There’s a lot going on in this post, and I should probably delete this sentence. I’m working on being concise, so these disclaimers are really counterproductive. I chose a word to describe the past two years. It’s a compound word, and it’s sort of hovering over perfect in the cartoon barometer I see in my mind right now: postcard.
Oliva Pritzker published a black and white version of selections of my postcards from China (<—see the process and a bit of the trip) in 2018 for a travel anthology she created while we were grad students at Otis College of Art & Design (Los Angeles) in the MFA Writing program.
In the spirit of traveling and translation and drawing and writing and publishing and postcards –the a lot I conceded in sentence one– the space of this post is to skip (a bit like a beginner’s-luck-stone that goes farther than expected but still plops) into the world of Graphic Design.
I make good decisions often, but the best one I can think of is applying to MFA Graphic Design program at Otis (though I was half way through the MFA Writing program there).

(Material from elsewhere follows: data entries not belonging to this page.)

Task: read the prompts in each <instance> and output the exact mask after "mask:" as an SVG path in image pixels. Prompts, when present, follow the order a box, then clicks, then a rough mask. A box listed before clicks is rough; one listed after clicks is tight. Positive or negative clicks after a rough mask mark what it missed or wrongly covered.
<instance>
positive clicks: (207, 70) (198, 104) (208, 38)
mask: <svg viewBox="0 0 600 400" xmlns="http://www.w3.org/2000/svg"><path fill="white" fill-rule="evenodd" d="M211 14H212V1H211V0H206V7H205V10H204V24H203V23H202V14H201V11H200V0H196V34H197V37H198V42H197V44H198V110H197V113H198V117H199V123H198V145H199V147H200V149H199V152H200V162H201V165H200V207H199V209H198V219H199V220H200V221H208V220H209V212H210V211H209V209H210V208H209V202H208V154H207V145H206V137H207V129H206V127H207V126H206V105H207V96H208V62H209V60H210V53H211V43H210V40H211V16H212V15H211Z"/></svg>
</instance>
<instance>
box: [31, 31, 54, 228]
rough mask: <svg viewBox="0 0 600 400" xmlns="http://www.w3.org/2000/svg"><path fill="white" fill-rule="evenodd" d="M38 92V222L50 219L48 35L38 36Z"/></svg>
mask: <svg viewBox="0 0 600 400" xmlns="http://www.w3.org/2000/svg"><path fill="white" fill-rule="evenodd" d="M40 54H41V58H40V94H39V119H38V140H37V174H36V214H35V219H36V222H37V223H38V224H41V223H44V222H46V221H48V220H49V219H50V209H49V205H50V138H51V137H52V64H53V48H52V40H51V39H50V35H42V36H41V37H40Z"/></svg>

I worked with people from all over the world in that program. Many from China. I was excited to have some IRL frame of reference to their home country because of my travels.
I graduated from the MFA Graphic Design program in August 2019, just as the Hong Kong protests began. The territory looks much different now, on the news, than it did when I had been there.
I’ve started writing postcards to the people I met throughout the past few years in grad school.
The format of the postcard balances public and private, image and text, form and function, and author and audience in a limited space.
The China postcards had tourist-aimed photography of the streets, parks, and people of Beijing, Macau, Kowloon, and Hong Kong.
I’m using My grad school gratitude postcards have photos of earth from space, reminiscent of the Whole Earth Catalog I learned about in school. Maybe I’ll write “Thank you!” in bubble letters on the back of them.